Reagan Maui'a

No. 45, 36
- Position: Fullback

Personal information
- Born: July 6, 1984 (age 41) American Samoa
- Listed height: 6 ft 0 in (1.83 m)
- Listed weight: 265 lb (120 kg)

Career information
- High school: Tokay (Lodi, California, U.S.)
- College: Hawaii
- NFL draft: 2007: 6th round, 181st overall pick

Career history
- Miami Dolphins (2007); Cincinnati Bengals (2008); Arizona Cardinals (2009)*; (2010–2012); San Jose SaberCats (2012);
- * Offseason and/or practice squad member only

Career NFL statistics
- Rushing yards: 5
- Rushing average: 1.3
- Stats at Pro Football Reference

Career Arena League statistics
- Rushing yards: 8
- Rushing average: 2.7
- Rushing touchdowns: 1
- Stats at ArenaFan.com

= Reagan Maui'a =

American football player (born 1984)

Tuioti Reagan Maui'a (born July 6, 1984) is an American Samoan former professional football fullback. He was selected by the Miami Dolphins in the sixth round of the 2007 NFL draft. He played college football at Hawaii.

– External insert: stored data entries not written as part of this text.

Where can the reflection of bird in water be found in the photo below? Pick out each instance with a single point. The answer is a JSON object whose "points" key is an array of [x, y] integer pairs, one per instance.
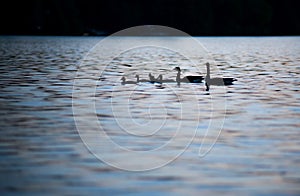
{"points": [[189, 79], [126, 82], [216, 81]]}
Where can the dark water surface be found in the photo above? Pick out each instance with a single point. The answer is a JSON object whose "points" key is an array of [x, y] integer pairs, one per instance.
{"points": [[256, 153]]}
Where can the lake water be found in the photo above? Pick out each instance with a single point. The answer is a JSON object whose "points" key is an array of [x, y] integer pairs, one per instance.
{"points": [[69, 127]]}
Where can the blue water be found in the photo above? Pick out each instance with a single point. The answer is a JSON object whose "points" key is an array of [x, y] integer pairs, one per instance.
{"points": [[248, 132]]}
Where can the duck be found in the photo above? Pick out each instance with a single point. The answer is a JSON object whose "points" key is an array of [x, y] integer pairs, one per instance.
{"points": [[216, 81], [126, 82], [188, 79]]}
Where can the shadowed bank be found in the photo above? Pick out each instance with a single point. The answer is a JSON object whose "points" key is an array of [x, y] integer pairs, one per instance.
{"points": [[206, 17]]}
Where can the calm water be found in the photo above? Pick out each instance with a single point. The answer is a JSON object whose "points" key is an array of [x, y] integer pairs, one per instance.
{"points": [[257, 151]]}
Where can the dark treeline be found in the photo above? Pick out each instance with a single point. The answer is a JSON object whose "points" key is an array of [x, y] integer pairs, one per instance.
{"points": [[196, 17]]}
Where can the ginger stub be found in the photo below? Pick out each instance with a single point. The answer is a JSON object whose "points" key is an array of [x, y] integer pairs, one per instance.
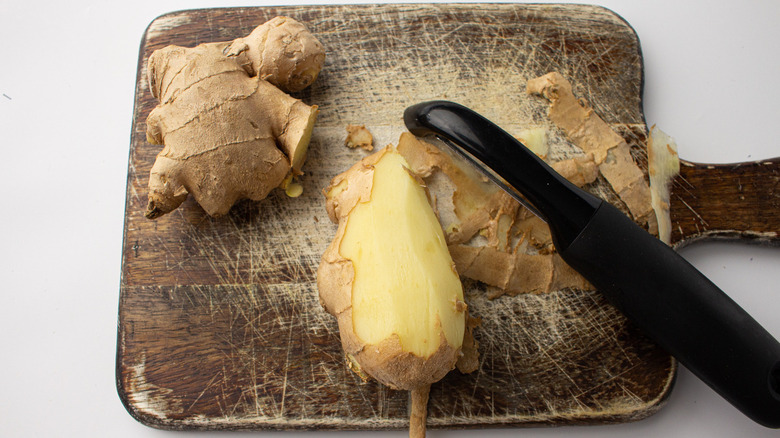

Maui'a also played for the Cincinnati Bengals, Arizona Cardinals, and San Jose SaberCats.

==Early life==
Maui'a was born in American Samoa. He attended Tokay High School in Lodi, California, and was a four-year letterman in football and track and field athletics. In football, he was an All-League and an All-Area selection. In track and field athletics, he broke the school record in the shot put with a throw of 52 ft 8 in. Maui'a graduated from Tokay High School in 2002. At the University of Hawaii, Maui'a was originally a 351-pound defensive lineman. He was switched to fullback after Senior Adam Olis tore his ACL and played that position at 295 pounds. He subsequently dropped to 270 pounds before the NFL Draft.

==Professional career==

===Miami Dolphins===
Maui'a was selected in the sixth round with the 181st overall pick by the Miami Dolphins in 2007. He took over the starting job in training camp when he beat out Cory Schlesinger for the starting job.

In 2008, Maui'a lost a preseason competition with Boomer Grigsby for the team's starting fullback job and was released on August 30 during final cuts.

===Cincinnati Bengals===
On September 3, 2008, Maui'a was signed by the Cincinnati Bengals after the team's starting fullback, Jeremi Johnson, was placed on injured reserve. Maui'a played in two games for the Bengals before being waived on October 11 when the team signed placekicker Dave Rayner.

Maui'a was re-signed on October 22 when Rayner was released. However, he was placed on season-ending injured reserve just two days later.

===Arizona Cardinals===
Maui'a was signed by the Arizona Cardinals on August 5, 2009, after fullback Justin Green was placed on injured reserve. He was waived on September 4.

Maui'a was re-signed to a future contract on January 21, 2010, after spending the 2009 season out of football.

He was released September 2, 2011, and then re-signed on November 2. He was waived again on November 29. He was re-signed again on August 11, 2012, and waived again on August 25. He re-signed with the team on September 28.

==Personal life==
Maui'a is a distant cousin of Samson Satele, who was also drafted by the Dolphins in the 2007 NFL Draft. He lived in Stockton.

In 2010 he was awarded the matai title of Tuioti by his mother's village of Falelima, Savai'i, in Samoa.